The perennial has 6- to 18-inch stalks with alternate and infrequent heart-shaped, slightly serrated leaves. The stalk rises from a base rosette and produces late spring blooms. The foliage is slightly hairy and the little flowers have a fringed appearance. The origin of the name is the most interesting bishop’s cap information. Fruits emerge in summer and resemble a miter headdress, or bishop’s hat.
Bishop’s Cap Plants Use in the Landscape
These wonderful little native plants produce a mass of tender foliage and snowflake-like blooms. They produce best in dappled light with protection from full midday sun but can tolerate shade conditions.
When allowed to fill in an area, they make an interesting spring ground cover. Bishop’s cap ground cover should be cut back in fall for the best display in spring. This allows fresh new stems to grow and forces more compact growth.

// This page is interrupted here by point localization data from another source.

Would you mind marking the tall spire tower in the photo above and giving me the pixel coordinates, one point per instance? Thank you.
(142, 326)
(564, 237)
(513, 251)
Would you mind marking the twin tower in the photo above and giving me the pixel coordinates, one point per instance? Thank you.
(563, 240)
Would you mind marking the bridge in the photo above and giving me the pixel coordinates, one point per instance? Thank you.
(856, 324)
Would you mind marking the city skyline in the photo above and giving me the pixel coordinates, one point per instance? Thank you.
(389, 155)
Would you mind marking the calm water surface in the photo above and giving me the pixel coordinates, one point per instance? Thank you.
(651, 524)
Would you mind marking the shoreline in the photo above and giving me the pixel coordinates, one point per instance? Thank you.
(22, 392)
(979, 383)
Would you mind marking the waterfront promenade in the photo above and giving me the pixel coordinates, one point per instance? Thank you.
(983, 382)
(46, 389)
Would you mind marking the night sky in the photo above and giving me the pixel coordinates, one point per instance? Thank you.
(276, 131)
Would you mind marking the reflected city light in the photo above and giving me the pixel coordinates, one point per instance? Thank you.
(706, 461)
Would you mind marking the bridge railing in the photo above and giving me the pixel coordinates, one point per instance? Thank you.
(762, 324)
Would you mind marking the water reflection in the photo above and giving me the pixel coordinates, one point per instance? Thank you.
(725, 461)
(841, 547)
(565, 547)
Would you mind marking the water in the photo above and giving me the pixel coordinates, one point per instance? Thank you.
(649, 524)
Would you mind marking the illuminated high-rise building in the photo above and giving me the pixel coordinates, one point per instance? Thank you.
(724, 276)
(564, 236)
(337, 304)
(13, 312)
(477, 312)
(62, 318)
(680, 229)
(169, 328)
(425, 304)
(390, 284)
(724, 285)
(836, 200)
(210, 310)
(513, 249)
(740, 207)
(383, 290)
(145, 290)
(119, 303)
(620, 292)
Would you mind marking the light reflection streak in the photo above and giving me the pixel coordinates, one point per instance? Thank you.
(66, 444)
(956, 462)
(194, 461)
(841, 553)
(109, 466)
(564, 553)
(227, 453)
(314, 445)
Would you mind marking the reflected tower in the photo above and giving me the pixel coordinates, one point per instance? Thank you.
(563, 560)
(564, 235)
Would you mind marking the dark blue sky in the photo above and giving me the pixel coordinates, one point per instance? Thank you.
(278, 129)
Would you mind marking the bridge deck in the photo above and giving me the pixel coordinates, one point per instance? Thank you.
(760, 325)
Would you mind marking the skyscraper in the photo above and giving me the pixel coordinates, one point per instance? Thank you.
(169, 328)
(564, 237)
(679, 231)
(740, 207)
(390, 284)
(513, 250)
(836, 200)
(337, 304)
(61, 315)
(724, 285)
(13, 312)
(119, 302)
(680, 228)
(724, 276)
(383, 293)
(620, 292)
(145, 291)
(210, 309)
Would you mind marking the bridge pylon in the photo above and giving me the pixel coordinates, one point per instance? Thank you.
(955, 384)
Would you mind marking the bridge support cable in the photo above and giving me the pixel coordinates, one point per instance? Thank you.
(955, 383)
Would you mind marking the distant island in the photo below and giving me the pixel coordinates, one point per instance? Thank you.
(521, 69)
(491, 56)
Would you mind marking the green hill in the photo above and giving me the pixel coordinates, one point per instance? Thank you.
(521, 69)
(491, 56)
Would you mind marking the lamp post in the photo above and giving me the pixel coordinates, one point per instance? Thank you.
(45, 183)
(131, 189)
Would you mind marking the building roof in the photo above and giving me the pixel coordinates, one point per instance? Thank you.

Tuck some of the elegant stalks in among other semi-shade perennials, such as astilbe or even hosta. They are ideal on hillsides protected by trees or in rocky areas where sunlight is strongest in the morning.
How to Plant Bishop’s Cap
If you can get starts, set them into the ground in early spring and keep them moderately moist until the plants establish.
Bishop’s cap plants also produce abundant seeds, which if collected, should be started indoors. An interesting bit of bishop’s cap information is its ability to self start from rhizomes. However, these starts are generally just vegetative and form only stalks and leaves, producing no blooms.
Care of Bishop’s Cap Plants
These plants will do the majority of their growth in early spring, when rains are at their peak. As a native plant, they require very little care once established and will bloom year after year with no extra effort on the gardener’s part.
The usual garden pests and diseases may affect the plant, but the established patch of bishop’s cap is normally able to withstand minor problems with no ill effect on the overall vigor of the perennial.